An example can be found in the case of Haydock v GD Cocker EAT/1143/99/RN. The EAT upheld the Tribunal’s decision to refuse a witness order because the Claimant wanted to compel former colleagues to attend so that he could cross-examine them on key issues. Unsurprisingly those colleagues (who were not being called by the employer) did not want to attend at the Tribunal. Since a party is not permitted to cross-examine their own witnesses the application for a witness order was refused, despite the relevance and necessity tests being satisfied.
 
As for the timing of an application for a witness order there is nothing within the rules to restrict when such a request can be made. The Presidential Guidance (above) notes that it might be made at a hearing, which could include a final hearing.

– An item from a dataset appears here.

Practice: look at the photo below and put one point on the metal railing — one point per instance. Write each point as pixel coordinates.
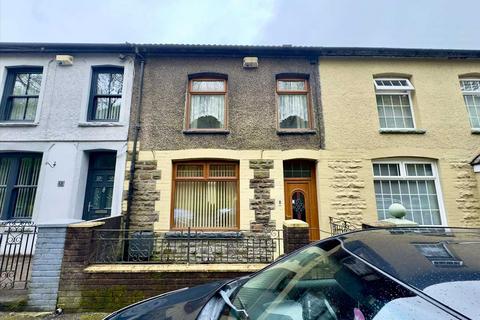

However litigants would be ill advised to delay submitting an application for a witness order, especially in respect of a key witness. Doing so creates the risk that the “attendance of the witness cannot be ensured in time” (see the Guidance above).
 
An application for a witness order should also seek to explain in clear terms why the relevance and necessity tests are satisfied in respect of the witness against whom the order is sought. If there are any other matters relevant to whether the witness order can be properly granted then these should also be addressed within the application.
 
Ultimately the power to grant a witness order is an important tool designed to give litigants the opportunity to present their best available evidence to the Tribunal. The expectation should be that such orders would be granted where (i) the evidence is relevant; (ii) the order is necessary; (iii) the attendance of the witness can be ensured in time.